老人语气和蔼:“那你便去吧。”
柳蔚如蒙大赦,牵起儿子,赶紧走了。
直到出了菜馆大门,柳蔚才长长的吐了口气,心里却悲戚,遇到小黎亲爹不算,还遇见了皇帝,这富平县简直是个灾祸之地,这次离开,她这辈子都不会再来了!
柳小黎刚才在包厢里就听得迷迷糊糊,这会儿他拽拽娘亲的衣袖:“爹,刚才那位老爷爷……”
“嘘。”按住小家伙的嘴,柳蔚叮咛:“不准叫他老爷爷,要称他老爷。”
柳小黎困惑。
柳蔚叹了口气,揉揉儿子的头发:“总之咱们父子两时运不济,先回去再说。”
柳蔚回去,便是一夜的收拾。
……
第二日,一大早便有婢女来敲门。
“柳先生,先生……”
刚唤了两声,门便开了。
婢女看着已经衣着整齐的清隽男子,忍着脸红,恭敬的道:“先生,马车已经准备好了,师爷命奴婢来看看您收拾妥当了没。”
“妥当了。”柳蔚说着,走进房间,将榻上还在熟睡的儿子抱起来,搂在怀里。
柳小黎不舒服的睁了睁眼,带着起床气的嘤咛一声。
柳蔚拍着儿子的背,安抚道:“乖些,在爹身上睡。”
闻到娘亲的气息,柳小黎咕哝一声把脑袋埋在娘亲的怀里,很快又睡了过去。
柳蔚抱着孩子往外走,那婢女则拿着放在桌上的行李,跟在后头。
到了衙门大门口,那儿果然已经摆好了车,柳蔚一眼便看见了站在车旁,一身绛紫色华袍,正与县太爷说话的男人容棱。
瞧见柳蔚出来,男人偏过头眯起漆黑的眼眸注视向她。
柳蔚不惧地迎着他的视线,慢慢走了过去。
“要赶路,只得早些走,没搅了先生的好梦吧?”
柳蔚皮笑肉不笑的扯扯嘴角:“王爷言重了。”
“若是还困,一会儿就在车上睡。”容棱轻声地道,语气颇冷。
柳蔚理都不想理他,抱着儿子埋头钻进车厢內,不忘伸手迅速的放下马车帘子。
县太爷在旁边看的流汗,小心翼翼的问:“王爷,柳先生他……”
“脾气大的人,从来都有真本事。”
县太爷唯有诺诺应着,心想,这柳先生哪里是脾气大,分明是极大!
这普天之下,哪还有这样八品小官不给一品大员面子的。
偏偏这一品大员还求贤若渴,被扫了脸面也无动于衷,所谓,一个愿打,一个愿挨。
马车在辰时出发,柳蔚搂着儿子,坐在马车里,容棱则骑着马,伴随在外。
直到出了县城,柳小黎才迷迷糊糊的醒来,发现自己在移动,有些倦的揉揉眼睛:“爹,我们这是去哪儿?”

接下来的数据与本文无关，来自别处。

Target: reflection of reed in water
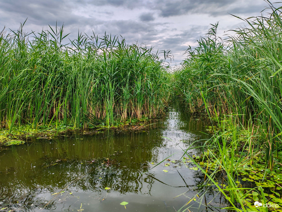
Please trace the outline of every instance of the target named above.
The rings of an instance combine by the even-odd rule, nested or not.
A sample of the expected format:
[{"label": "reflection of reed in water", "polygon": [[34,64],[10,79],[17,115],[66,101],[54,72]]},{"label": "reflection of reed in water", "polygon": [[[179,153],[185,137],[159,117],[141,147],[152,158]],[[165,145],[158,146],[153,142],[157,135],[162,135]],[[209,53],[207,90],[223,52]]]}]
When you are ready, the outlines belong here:
[{"label": "reflection of reed in water", "polygon": [[[5,197],[9,206],[18,202],[29,211],[32,203],[44,204],[45,200],[38,199],[40,194],[58,192],[87,173],[67,189],[100,193],[110,187],[108,192],[149,194],[153,180],[141,173],[157,160],[163,142],[161,132],[154,133],[74,135],[12,147],[5,161],[0,157],[0,187],[4,188],[0,196]],[[112,161],[109,165],[103,162],[108,158]]]}]

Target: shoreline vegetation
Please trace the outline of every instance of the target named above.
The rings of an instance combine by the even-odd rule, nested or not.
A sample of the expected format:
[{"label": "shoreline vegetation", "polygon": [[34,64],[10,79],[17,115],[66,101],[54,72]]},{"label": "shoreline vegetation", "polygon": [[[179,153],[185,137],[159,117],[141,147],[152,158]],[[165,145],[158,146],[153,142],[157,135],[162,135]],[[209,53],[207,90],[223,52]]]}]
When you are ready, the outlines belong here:
[{"label": "shoreline vegetation", "polygon": [[[213,136],[195,147],[203,148],[201,155],[185,151],[206,177],[197,197],[178,211],[189,210],[196,198],[203,204],[211,187],[229,202],[227,210],[281,211],[282,7],[268,2],[271,12],[237,17],[247,26],[227,39],[218,36],[218,23],[211,25],[173,73],[152,48],[127,44],[122,37],[79,33],[67,43],[63,26],[37,34],[24,32],[24,23],[6,35],[3,30],[0,125],[5,136],[27,124],[35,131],[70,123],[86,129],[152,118],[178,96],[187,112],[205,113],[214,123]],[[165,59],[171,56],[161,53]],[[279,206],[258,207],[257,201]]]}]

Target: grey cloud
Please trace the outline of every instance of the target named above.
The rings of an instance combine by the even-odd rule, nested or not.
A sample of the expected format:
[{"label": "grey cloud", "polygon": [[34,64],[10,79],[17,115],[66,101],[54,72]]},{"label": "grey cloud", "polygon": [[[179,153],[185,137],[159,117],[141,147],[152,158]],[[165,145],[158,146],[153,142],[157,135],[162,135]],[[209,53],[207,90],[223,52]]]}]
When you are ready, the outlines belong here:
[{"label": "grey cloud", "polygon": [[139,16],[139,18],[142,21],[154,21],[155,19],[153,14],[151,13],[143,13]]}]

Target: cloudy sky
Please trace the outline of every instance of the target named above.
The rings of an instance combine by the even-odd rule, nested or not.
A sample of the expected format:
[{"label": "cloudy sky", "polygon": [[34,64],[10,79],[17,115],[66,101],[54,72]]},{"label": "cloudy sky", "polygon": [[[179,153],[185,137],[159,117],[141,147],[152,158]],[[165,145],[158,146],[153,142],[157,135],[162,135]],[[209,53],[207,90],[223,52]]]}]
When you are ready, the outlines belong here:
[{"label": "cloudy sky", "polygon": [[[277,1],[272,1],[272,2]],[[279,3],[279,5],[282,4]],[[0,30],[17,29],[27,18],[28,31],[63,23],[75,37],[79,29],[91,34],[121,35],[128,42],[138,41],[156,50],[170,49],[172,65],[184,58],[183,50],[204,36],[210,24],[219,21],[218,33],[243,26],[229,14],[259,16],[263,0],[9,0],[0,1]]]}]

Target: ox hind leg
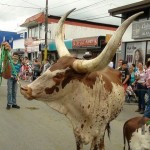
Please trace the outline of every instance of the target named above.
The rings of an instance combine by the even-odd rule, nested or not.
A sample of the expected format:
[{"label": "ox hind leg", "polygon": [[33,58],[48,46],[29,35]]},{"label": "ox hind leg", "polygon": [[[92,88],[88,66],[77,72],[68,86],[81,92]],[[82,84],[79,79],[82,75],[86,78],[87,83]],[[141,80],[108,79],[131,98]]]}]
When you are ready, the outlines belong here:
[{"label": "ox hind leg", "polygon": [[110,137],[110,126],[109,123],[106,125],[106,127],[101,128],[101,134],[98,137],[95,137],[91,144],[90,150],[105,150],[104,145],[104,137],[105,137],[105,131],[108,132],[108,137]]},{"label": "ox hind leg", "polygon": [[76,149],[77,150],[83,150],[83,143],[81,142],[80,138],[75,136],[76,139]]}]

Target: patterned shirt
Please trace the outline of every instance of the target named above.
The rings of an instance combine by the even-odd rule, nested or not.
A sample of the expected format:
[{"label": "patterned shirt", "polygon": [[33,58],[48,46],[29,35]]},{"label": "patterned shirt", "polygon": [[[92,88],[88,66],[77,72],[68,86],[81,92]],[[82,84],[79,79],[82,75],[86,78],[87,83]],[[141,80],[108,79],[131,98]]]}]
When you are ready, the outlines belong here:
[{"label": "patterned shirt", "polygon": [[150,88],[150,83],[148,82],[149,79],[150,79],[150,67],[148,67],[146,70],[146,86],[147,86],[147,88]]},{"label": "patterned shirt", "polygon": [[[14,77],[14,78],[16,78],[17,77],[17,75],[18,75],[18,73],[20,72],[20,69],[21,69],[21,64],[19,64],[19,63],[17,63],[17,64],[14,64],[13,63],[13,65],[14,65],[14,68],[12,68],[12,76]],[[15,70],[14,70],[15,69]],[[17,74],[16,74],[17,73]]]}]

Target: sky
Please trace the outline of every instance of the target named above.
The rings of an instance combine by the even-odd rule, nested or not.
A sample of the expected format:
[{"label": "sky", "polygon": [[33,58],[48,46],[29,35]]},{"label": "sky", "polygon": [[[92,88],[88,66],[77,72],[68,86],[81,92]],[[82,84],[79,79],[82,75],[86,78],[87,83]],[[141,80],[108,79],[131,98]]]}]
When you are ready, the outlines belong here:
[{"label": "sky", "polygon": [[[121,20],[109,15],[108,10],[142,0],[48,0],[48,14],[62,16],[76,10],[69,18],[120,25]],[[0,0],[0,30],[18,32],[29,17],[45,11],[46,0]]]}]

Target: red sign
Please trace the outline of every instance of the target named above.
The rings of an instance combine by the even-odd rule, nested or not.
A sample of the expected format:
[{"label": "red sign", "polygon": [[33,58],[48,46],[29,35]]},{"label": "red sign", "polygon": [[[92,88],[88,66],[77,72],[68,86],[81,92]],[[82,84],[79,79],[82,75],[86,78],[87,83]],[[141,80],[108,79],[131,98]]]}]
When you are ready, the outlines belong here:
[{"label": "red sign", "polygon": [[98,37],[73,39],[72,41],[73,48],[96,47],[96,46],[98,46]]}]

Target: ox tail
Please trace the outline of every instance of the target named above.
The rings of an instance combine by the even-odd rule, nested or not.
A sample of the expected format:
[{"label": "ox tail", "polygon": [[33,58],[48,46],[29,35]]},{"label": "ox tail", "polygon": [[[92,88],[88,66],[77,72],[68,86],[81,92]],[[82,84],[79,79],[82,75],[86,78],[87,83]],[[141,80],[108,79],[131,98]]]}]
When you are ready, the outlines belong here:
[{"label": "ox tail", "polygon": [[110,128],[110,124],[109,123],[107,123],[106,130],[107,130],[108,138],[110,140],[111,128]]},{"label": "ox tail", "polygon": [[125,136],[125,128],[126,128],[126,123],[123,126],[123,141],[124,141],[124,146],[123,146],[123,150],[126,149],[126,136]]}]

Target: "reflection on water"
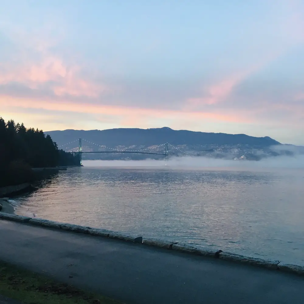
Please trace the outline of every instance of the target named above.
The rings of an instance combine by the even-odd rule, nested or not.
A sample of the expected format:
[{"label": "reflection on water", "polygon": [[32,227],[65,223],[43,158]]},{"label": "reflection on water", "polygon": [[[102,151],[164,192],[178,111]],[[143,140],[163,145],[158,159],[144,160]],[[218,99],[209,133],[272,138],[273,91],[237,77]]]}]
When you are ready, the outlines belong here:
[{"label": "reflection on water", "polygon": [[83,167],[18,199],[19,214],[304,265],[303,169]]}]

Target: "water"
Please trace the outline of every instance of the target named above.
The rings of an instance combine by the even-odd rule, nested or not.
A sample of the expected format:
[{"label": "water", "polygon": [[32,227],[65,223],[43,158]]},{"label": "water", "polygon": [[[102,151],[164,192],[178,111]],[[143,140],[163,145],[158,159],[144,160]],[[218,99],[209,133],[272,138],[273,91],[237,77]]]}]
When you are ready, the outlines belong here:
[{"label": "water", "polygon": [[16,213],[304,265],[303,168],[100,163],[41,182]]}]

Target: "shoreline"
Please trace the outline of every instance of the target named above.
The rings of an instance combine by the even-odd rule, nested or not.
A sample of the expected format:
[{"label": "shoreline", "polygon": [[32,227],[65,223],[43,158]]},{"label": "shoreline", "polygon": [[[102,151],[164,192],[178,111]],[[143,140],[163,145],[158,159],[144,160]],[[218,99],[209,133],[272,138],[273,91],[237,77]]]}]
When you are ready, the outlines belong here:
[{"label": "shoreline", "polygon": [[8,199],[8,198],[2,198],[0,199],[0,204],[2,205],[2,209],[0,210],[0,212],[7,213],[9,214],[15,215],[15,209],[14,208],[14,206],[6,200],[7,199]]},{"label": "shoreline", "polygon": [[[145,246],[158,247],[162,249],[178,251],[183,253],[201,257],[224,260],[235,263],[253,266],[284,272],[289,272],[301,276],[304,276],[304,266],[299,265],[281,264],[277,260],[266,260],[246,257],[219,250],[216,251],[209,250],[198,248],[186,243],[179,243],[174,241],[169,242],[156,239],[146,238],[141,236],[130,235],[120,233],[102,228],[95,228],[88,226],[60,223],[53,221],[19,216],[15,214],[12,206],[5,202],[5,206],[7,209],[10,210],[12,213],[9,213],[0,212],[0,219],[17,222],[26,225],[38,226],[51,230],[64,230],[64,232],[73,232],[92,236],[101,237],[108,239],[113,239],[121,241],[137,243]],[[8,204],[10,205],[12,208]],[[63,231],[63,232],[64,231]]]}]

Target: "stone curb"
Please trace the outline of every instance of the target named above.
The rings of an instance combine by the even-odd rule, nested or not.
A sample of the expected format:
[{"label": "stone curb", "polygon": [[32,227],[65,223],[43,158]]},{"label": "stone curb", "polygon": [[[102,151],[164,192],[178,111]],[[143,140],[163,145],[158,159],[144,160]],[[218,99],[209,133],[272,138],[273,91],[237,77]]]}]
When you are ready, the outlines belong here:
[{"label": "stone curb", "polygon": [[0,219],[21,223],[29,223],[32,225],[47,228],[70,231],[77,233],[91,234],[97,237],[120,240],[127,242],[142,244],[148,246],[173,250],[188,254],[201,256],[209,257],[220,260],[230,261],[247,265],[258,266],[268,269],[279,270],[285,272],[304,276],[304,266],[290,264],[281,264],[279,261],[271,261],[245,257],[222,250],[212,251],[194,247],[186,244],[169,242],[156,239],[144,239],[142,237],[127,235],[123,233],[102,228],[80,226],[50,221],[43,219],[32,218],[26,216],[11,214],[0,212]]}]

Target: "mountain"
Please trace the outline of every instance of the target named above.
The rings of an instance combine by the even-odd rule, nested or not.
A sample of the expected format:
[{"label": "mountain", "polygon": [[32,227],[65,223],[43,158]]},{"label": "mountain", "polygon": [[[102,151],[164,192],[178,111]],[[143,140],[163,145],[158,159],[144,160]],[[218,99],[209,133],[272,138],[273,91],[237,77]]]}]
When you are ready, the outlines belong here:
[{"label": "mountain", "polygon": [[[115,129],[102,130],[65,130],[45,132],[50,136],[58,146],[71,148],[78,145],[78,139],[82,139],[83,146],[91,146],[88,142],[115,148],[119,146],[148,147],[165,143],[174,146],[203,147],[240,145],[263,149],[280,144],[278,142],[268,136],[257,137],[245,134],[195,132],[186,130],[175,130],[164,127],[155,129]],[[73,144],[66,145],[76,140]],[[75,144],[76,143],[76,144]]]}]

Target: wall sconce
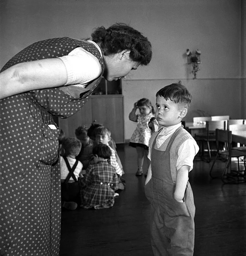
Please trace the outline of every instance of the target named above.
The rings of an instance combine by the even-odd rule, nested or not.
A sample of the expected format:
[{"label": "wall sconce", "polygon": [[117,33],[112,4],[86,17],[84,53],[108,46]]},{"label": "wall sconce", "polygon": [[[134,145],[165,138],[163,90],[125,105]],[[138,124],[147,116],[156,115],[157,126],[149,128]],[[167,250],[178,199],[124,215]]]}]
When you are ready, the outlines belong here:
[{"label": "wall sconce", "polygon": [[192,64],[192,70],[191,73],[193,74],[193,79],[196,78],[197,73],[200,70],[199,64],[201,64],[201,51],[196,50],[195,54],[192,54],[189,49],[186,50],[186,55],[187,56],[187,63]]}]

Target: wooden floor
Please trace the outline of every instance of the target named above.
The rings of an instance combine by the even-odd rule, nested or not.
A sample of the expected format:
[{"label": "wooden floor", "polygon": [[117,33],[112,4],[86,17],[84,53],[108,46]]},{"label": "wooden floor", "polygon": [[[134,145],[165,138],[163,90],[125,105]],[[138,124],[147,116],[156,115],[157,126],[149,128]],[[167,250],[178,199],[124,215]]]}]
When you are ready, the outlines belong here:
[{"label": "wooden floor", "polygon": [[[150,205],[145,177],[136,177],[136,150],[117,145],[126,187],[113,207],[63,211],[60,254],[69,256],[151,256]],[[196,160],[190,182],[196,205],[195,256],[246,256],[246,183],[211,179],[211,163]],[[215,166],[219,173],[224,163]]]}]

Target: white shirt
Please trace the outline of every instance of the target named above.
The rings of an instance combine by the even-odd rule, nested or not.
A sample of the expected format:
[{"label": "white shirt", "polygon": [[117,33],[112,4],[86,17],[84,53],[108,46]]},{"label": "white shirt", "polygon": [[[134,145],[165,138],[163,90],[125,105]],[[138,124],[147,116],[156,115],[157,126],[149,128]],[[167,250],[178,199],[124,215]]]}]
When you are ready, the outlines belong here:
[{"label": "white shirt", "polygon": [[[98,45],[93,41],[87,42],[94,44],[103,56]],[[65,65],[68,73],[68,81],[65,85],[73,85],[85,88],[89,83],[101,74],[102,67],[95,56],[82,47],[77,47],[68,55],[59,57]]]},{"label": "white shirt", "polygon": [[[156,138],[156,143],[154,146],[159,148],[169,137],[172,136],[175,131],[181,126],[181,123],[168,127],[163,127]],[[159,129],[160,131],[160,129]],[[148,158],[151,160],[151,150],[150,147]],[[194,140],[188,139],[182,144],[178,149],[178,157],[176,165],[177,170],[179,170],[183,165],[190,166],[189,171],[193,169],[193,161],[195,156],[197,154],[199,148]]]}]

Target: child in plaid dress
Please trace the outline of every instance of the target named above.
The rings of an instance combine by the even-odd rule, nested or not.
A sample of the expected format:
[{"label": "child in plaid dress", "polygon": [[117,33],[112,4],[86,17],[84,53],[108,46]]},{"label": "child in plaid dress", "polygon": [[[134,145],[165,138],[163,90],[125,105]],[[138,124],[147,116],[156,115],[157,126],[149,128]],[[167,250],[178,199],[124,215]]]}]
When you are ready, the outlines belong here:
[{"label": "child in plaid dress", "polygon": [[81,180],[81,205],[84,208],[109,208],[114,203],[114,189],[119,182],[114,168],[108,162],[109,147],[99,144],[93,148],[95,164],[89,165]]}]

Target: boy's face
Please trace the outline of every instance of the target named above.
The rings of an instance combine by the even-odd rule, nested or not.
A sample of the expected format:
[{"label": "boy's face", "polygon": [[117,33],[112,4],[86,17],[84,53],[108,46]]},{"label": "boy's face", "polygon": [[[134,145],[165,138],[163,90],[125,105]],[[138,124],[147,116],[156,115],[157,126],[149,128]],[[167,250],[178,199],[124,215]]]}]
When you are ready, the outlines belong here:
[{"label": "boy's face", "polygon": [[187,109],[170,100],[167,100],[158,95],[156,97],[155,115],[159,124],[168,127],[177,125],[186,115]]},{"label": "boy's face", "polygon": [[109,142],[110,141],[110,138],[108,134],[97,134],[95,138],[95,142],[96,145],[98,144],[104,144],[104,145],[109,145]]}]

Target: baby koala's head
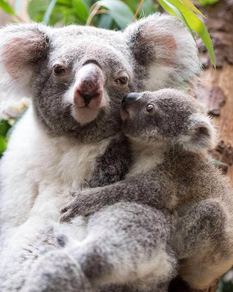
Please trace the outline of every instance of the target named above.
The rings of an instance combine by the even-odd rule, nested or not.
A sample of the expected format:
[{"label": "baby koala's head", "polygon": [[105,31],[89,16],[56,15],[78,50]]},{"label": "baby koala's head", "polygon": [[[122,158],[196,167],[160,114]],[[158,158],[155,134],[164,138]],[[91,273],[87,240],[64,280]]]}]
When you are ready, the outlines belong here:
[{"label": "baby koala's head", "polygon": [[121,114],[125,133],[139,143],[164,141],[194,152],[214,146],[215,130],[204,108],[181,92],[129,93],[122,100]]}]

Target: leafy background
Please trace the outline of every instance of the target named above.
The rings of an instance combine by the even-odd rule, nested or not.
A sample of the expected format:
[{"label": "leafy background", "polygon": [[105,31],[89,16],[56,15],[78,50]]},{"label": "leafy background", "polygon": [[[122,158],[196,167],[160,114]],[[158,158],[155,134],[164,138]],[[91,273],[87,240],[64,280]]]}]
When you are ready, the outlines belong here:
[{"label": "leafy background", "polygon": [[[19,15],[23,1],[15,0],[13,7],[7,1],[0,0],[0,8],[11,15],[12,22],[23,22]],[[197,0],[199,5],[211,5],[218,1],[201,0],[200,2]],[[161,8],[178,18],[194,37],[194,32],[199,35],[215,65],[212,42],[201,20],[204,16],[189,0],[30,0],[27,13],[31,20],[53,26],[74,24],[117,30],[124,29],[134,18],[147,16]],[[23,114],[28,104],[26,100],[14,105],[0,120],[0,157],[6,148],[12,126]],[[232,278],[229,273],[224,276],[217,292],[233,292]]]}]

“京都。”柳蔚随口说,又问:“昨天爹跟你说的话,你都记得了吗?”
“啊?”柳小黎愣了楞,没反应过来。
“你的年纪。”
“哦,我记得,小黎五岁了,乾凌二十八年生。”小家伙机灵的道。
柳蔚松了口气,摸摸他的脑袋说:“再睡会儿不?”
“恩。”小家伙软软的应着,又缩回了娘亲怀里。
马车直到出了郊外,停了下来,柳蔚狐疑,撩开帘子看了一眼,就见那戚福公公正骑着一匹黑色大马,停在了容棱面前,与他在说话。
两人说了一会儿,同时转头,看向马车方向。
柳蔚忙放下车帘,心里有种不祥预感。
果然,没一会儿,帘子被撩开,容棱高大英挺的伟岸身影,伫立在外。
“有事?”柳蔚警惕的问。
容棱没言语,只是利索坐进了马车。
柳蔚眼睛一瞪:“在下以为,大人骑马就成!”
男人尽自坐在靠窗的位置,冷冷瞧着她道:“出了郊外,山匪横行,低调行事为好。”
柳蔚暗暗地将儿子搂紧了些,小黎有些不舒服的嘤咛一声,她忙又放松,眼睛却盯着容棱的方向,丝毫都不敢松懈。